Are we inadvertently setting up underwater “highways” invasive species can use to travel to new locations? And what about the contents of these sunken containers – it’s estimated about 10 percent carry toxic substances as their cargo.

Chips Off The Old Block

(image via: HamptonRoads)

Beachcombers strolling on the Outer Banks of North Carolina, USA, on November 30th, 2006 were greeted by a strange sight: thousands of bags of Doritos tortilla chips had washed up on the beach, along with the partially open cargo container that they were originally packed into. The chips were dry and edible as they were sealed in bags – a fact that may have allowed the container to float all the way to the beach.

(image via: Shirlaw News Group)

Don’t like chips? How about chocolate chips then? In February of 2008, thousands of packages of McVitie’s chocolate biscuits washed up on the beach at Blackpool, UK, after the cargo ship Riverdance made a bit of a misstep when gale-force winds forced the ship to run aground.

(images via: gCaptain and MNN)

Perhaps the most famous case of lost shipping containers (and found cargo) concerns a consignment of 28,800 bathtub toys called Friendly Floatees. The sealed, air-filled toys began their odyssey in January of 1992 aboard a Chinese cargo ship that saw several 40-foot (13.3 m) intermodal shipping containers slip overboard in rough seas.

(images via: PopSci, Florentijn Hofman and The Plastic Patrol)

Seattle oceanographers Curtis Ebbesmeyer and James Ingraham saw an opportunity in the shipping company’s loss: it would be possible to construct a detailed model of ocean currents by tracking the progress of the red beavers, green frogs, blue turtles and yellow ducks.

(images via: Daily Mail UK, NY Daily News and Ed Matthews)

Indeed, over the next 15 years the toys began washing up on the world’s seashores. By the summer of 2007 they were being reported from the United Kingdom and Scandinavia, which meant that they had been locked into the polar ice pack and carried from the Pacific to the Atlantic. The incident perfectly illustrates how even a single lost shipping container can have a global impact.

Diecast Away

(images via: Roshy, On Kayaks and Velotour)

Now multiply that single lost shipping container by several thousand, and do it again for 10, 20, 30 years or more.
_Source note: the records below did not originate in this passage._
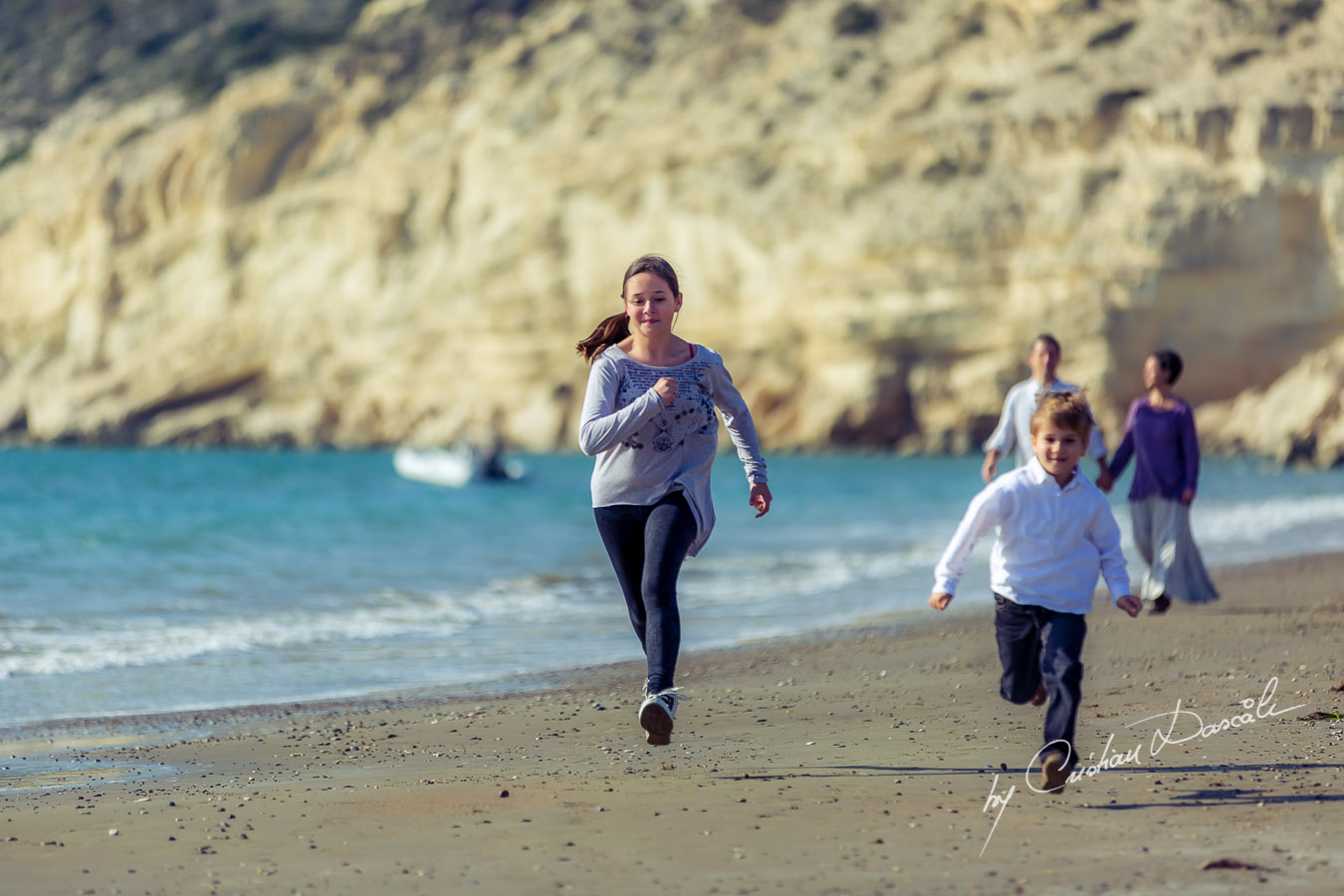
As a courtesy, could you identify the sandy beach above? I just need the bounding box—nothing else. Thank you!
[0,557,1344,896]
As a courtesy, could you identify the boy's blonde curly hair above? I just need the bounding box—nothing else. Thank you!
[1030,392,1093,443]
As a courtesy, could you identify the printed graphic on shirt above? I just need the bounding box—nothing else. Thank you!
[617,361,719,451]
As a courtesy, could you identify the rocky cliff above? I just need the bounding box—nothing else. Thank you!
[0,0,1344,464]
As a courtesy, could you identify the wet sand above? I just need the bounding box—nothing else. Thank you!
[0,557,1344,896]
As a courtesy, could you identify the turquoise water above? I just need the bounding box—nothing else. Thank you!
[0,449,1344,727]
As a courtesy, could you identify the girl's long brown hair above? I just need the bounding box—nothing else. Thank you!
[573,255,681,364]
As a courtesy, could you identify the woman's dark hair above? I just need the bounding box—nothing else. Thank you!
[1153,347,1186,385]
[573,255,681,364]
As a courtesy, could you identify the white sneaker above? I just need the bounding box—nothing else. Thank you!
[640,687,686,747]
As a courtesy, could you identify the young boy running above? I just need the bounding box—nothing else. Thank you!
[929,392,1143,793]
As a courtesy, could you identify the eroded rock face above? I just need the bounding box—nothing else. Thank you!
[0,0,1344,464]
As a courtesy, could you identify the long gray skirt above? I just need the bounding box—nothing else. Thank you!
[1129,495,1218,603]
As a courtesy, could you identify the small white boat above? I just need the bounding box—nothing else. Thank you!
[392,445,526,489]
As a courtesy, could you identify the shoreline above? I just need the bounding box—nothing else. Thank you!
[0,554,1339,753]
[0,555,1344,896]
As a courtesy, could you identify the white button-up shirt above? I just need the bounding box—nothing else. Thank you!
[983,376,1106,466]
[934,455,1129,612]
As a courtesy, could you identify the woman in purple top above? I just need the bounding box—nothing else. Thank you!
[1110,349,1218,612]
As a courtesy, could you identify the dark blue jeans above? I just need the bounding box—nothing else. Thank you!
[995,593,1087,766]
[592,492,696,692]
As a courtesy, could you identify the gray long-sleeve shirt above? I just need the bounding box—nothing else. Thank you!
[579,345,767,557]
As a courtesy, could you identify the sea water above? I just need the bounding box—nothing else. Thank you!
[0,449,1344,728]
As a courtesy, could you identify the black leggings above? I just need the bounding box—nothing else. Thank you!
[592,492,696,693]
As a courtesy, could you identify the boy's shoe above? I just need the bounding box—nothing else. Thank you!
[1040,753,1068,793]
[640,688,686,747]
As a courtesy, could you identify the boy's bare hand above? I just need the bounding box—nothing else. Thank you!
[748,482,775,520]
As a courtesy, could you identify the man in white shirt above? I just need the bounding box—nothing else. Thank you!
[980,334,1111,492]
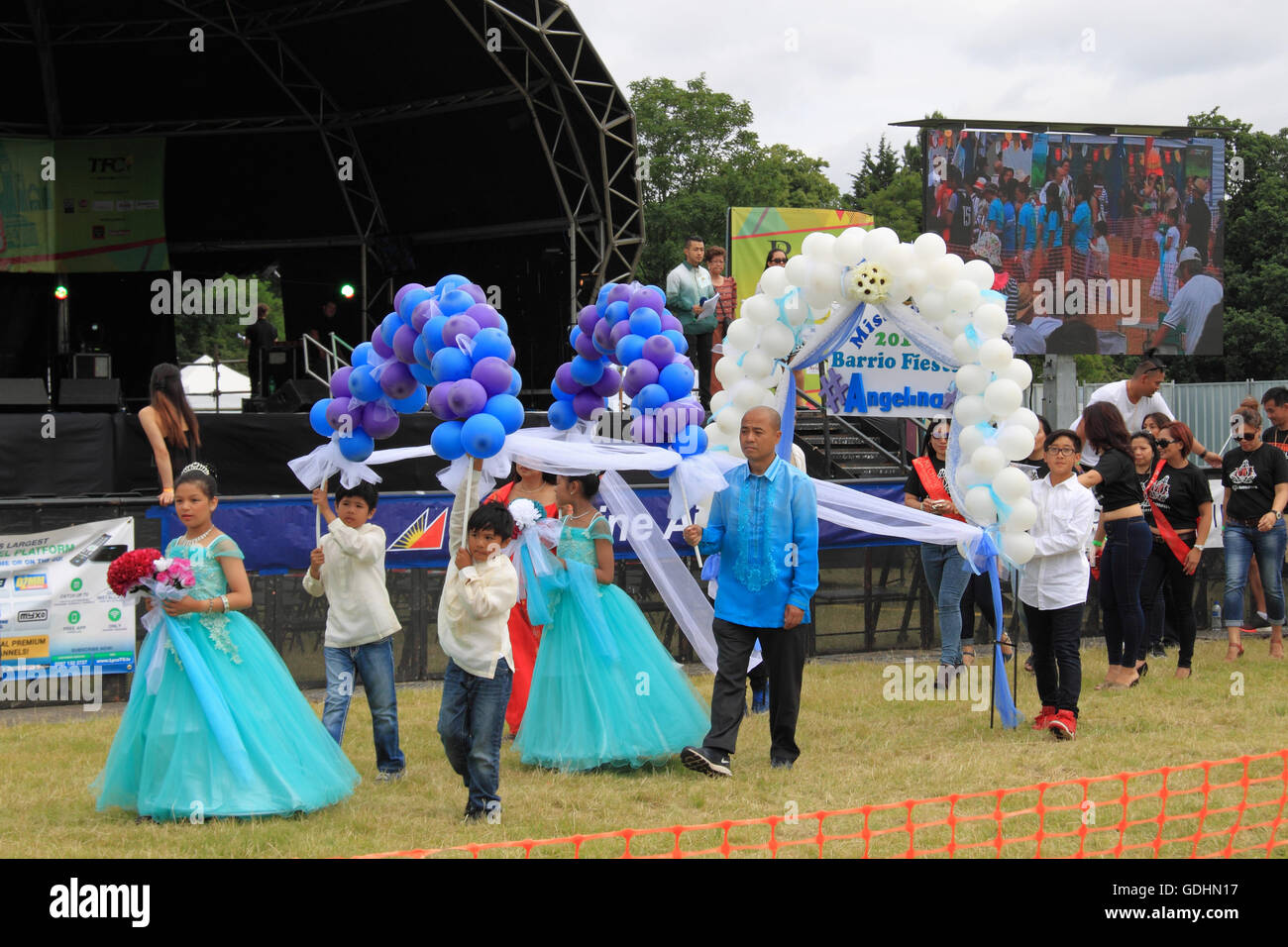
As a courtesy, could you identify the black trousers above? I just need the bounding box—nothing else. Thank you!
[702,618,806,763]
[684,333,712,407]
[1024,601,1082,716]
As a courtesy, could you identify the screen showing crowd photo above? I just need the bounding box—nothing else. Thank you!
[922,129,1225,355]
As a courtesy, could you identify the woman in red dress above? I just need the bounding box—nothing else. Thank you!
[488,464,559,736]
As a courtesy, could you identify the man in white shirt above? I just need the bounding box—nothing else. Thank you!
[1150,246,1225,356]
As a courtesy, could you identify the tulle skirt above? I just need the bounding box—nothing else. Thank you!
[91,612,360,821]
[514,583,709,771]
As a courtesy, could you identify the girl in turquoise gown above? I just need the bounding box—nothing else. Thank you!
[514,474,711,771]
[91,464,360,822]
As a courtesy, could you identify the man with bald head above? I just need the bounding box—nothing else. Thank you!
[680,407,818,776]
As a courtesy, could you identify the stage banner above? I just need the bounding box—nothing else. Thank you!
[0,517,134,679]
[823,308,954,417]
[0,138,170,273]
[147,480,907,575]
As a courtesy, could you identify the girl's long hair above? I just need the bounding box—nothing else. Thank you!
[150,362,201,447]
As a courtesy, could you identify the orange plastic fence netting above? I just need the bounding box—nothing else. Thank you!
[358,750,1288,858]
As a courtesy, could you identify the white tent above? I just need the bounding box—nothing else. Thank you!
[179,356,250,411]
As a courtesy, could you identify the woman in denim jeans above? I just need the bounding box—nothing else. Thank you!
[1221,406,1288,661]
[903,419,971,688]
[1078,401,1153,690]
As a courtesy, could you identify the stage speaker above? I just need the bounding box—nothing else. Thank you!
[0,377,49,411]
[268,377,331,412]
[58,377,123,411]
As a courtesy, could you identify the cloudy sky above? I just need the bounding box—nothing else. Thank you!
[570,0,1288,191]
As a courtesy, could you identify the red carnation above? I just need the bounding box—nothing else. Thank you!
[107,549,161,595]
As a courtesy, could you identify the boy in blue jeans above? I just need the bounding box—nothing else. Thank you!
[438,460,519,823]
[304,481,407,783]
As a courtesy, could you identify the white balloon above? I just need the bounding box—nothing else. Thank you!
[912,233,948,264]
[1006,407,1042,438]
[832,227,868,266]
[863,227,899,261]
[953,394,988,424]
[760,322,796,359]
[783,254,814,286]
[760,266,787,299]
[993,467,1033,504]
[974,303,1024,340]
[802,231,836,264]
[1002,497,1038,532]
[978,372,1024,417]
[963,487,997,526]
[953,364,992,394]
[997,359,1033,391]
[979,339,1015,371]
[997,424,1034,460]
[1002,532,1037,566]
[970,445,1006,480]
[945,279,979,313]
[953,335,979,365]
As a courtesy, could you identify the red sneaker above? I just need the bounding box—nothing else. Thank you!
[1047,710,1078,740]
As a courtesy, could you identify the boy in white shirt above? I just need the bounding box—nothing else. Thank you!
[438,460,519,824]
[304,481,407,783]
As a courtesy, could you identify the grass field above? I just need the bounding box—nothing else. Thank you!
[0,639,1288,858]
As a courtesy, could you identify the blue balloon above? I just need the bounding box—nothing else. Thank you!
[546,399,577,430]
[349,365,383,401]
[572,347,604,385]
[625,309,662,339]
[432,346,474,381]
[380,312,403,346]
[461,414,505,459]
[657,362,696,401]
[309,398,335,437]
[339,428,376,462]
[389,386,429,415]
[631,384,671,411]
[615,335,644,365]
[662,329,690,356]
[429,421,465,460]
[349,342,373,366]
[472,329,514,365]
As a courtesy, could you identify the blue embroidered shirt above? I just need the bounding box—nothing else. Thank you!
[699,458,818,627]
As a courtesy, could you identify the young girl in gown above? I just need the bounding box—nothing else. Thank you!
[486,464,558,734]
[514,474,711,771]
[91,464,360,821]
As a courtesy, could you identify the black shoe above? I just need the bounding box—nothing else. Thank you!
[680,746,733,777]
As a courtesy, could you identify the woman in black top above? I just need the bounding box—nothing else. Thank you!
[1136,421,1212,678]
[1221,407,1288,661]
[1078,402,1150,690]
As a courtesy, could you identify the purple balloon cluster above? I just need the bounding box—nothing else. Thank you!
[309,273,523,460]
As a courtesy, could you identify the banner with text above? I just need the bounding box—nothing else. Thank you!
[0,517,134,678]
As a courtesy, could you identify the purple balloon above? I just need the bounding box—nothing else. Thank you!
[471,356,514,398]
[362,401,398,437]
[331,366,355,398]
[443,314,481,346]
[572,390,604,421]
[429,381,456,421]
[380,362,420,401]
[620,359,658,398]
[411,299,442,333]
[590,365,622,398]
[644,335,675,368]
[447,377,486,417]
[386,326,420,366]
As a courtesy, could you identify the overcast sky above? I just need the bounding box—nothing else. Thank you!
[570,0,1288,192]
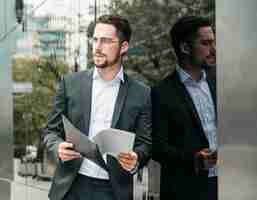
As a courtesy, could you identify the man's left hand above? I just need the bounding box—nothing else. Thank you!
[118,151,138,171]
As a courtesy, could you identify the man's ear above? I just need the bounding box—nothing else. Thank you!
[120,41,129,56]
[179,42,191,55]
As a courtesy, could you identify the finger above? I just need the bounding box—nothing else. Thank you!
[119,159,136,165]
[59,142,73,149]
[118,153,131,159]
[120,163,133,171]
[61,155,80,161]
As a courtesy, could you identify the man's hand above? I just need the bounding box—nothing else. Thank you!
[200,149,217,170]
[195,148,217,173]
[58,142,81,161]
[118,151,138,171]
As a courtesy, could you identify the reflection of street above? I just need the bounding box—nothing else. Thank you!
[11,159,51,200]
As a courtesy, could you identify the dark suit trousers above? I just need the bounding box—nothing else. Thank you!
[208,177,218,200]
[198,177,218,200]
[63,174,115,200]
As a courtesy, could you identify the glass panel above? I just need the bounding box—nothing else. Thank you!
[217,0,257,200]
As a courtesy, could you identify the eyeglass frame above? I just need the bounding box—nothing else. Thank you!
[88,37,120,45]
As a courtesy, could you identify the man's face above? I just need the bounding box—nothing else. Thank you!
[93,23,126,68]
[191,26,216,66]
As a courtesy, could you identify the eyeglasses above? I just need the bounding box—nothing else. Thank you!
[89,37,119,45]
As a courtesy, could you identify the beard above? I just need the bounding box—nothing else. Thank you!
[94,50,120,69]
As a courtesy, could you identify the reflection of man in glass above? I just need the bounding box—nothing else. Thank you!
[44,15,151,200]
[152,16,217,200]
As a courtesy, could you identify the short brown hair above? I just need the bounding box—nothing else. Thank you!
[95,15,132,42]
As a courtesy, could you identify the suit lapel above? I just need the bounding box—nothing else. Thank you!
[80,70,93,135]
[111,74,129,128]
[207,76,217,115]
[174,71,203,132]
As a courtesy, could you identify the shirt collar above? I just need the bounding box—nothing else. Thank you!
[176,65,206,83]
[93,66,124,83]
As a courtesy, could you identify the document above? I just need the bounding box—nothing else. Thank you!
[62,115,135,164]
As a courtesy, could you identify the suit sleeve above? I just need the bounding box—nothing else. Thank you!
[151,88,194,169]
[44,78,66,162]
[134,88,152,169]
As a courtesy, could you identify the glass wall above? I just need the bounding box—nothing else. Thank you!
[216,0,257,200]
[6,0,257,200]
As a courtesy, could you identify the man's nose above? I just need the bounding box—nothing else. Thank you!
[210,42,216,55]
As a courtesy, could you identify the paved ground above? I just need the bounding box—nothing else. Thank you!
[11,159,152,200]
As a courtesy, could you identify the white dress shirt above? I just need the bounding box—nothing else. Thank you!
[78,67,124,179]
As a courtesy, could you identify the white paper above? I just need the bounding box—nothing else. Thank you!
[63,116,135,158]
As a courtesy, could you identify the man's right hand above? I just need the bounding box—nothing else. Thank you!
[58,142,81,161]
[195,148,217,172]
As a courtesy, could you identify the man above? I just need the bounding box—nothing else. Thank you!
[44,15,152,200]
[152,16,217,200]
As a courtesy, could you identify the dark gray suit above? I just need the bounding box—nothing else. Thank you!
[44,70,151,200]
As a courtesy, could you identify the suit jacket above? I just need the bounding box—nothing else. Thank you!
[44,70,152,200]
[152,71,216,200]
Are the world’s best vacation beaches and scenic shorelines destined to be the final destinations for flotillas of floating Fritos bags, shipwrecked Spalding sneakers and various vanquished volleyballs?

(images via: Cargolaw, Yidio, Delvecchio and Creative Article Marketing)

Not only will some future Cast Away Crusoe have hundreds of Wilsons to keep him company, he could use them to build one supremely sporty raft – and this time, we won’t have FedEx to thank (or blame).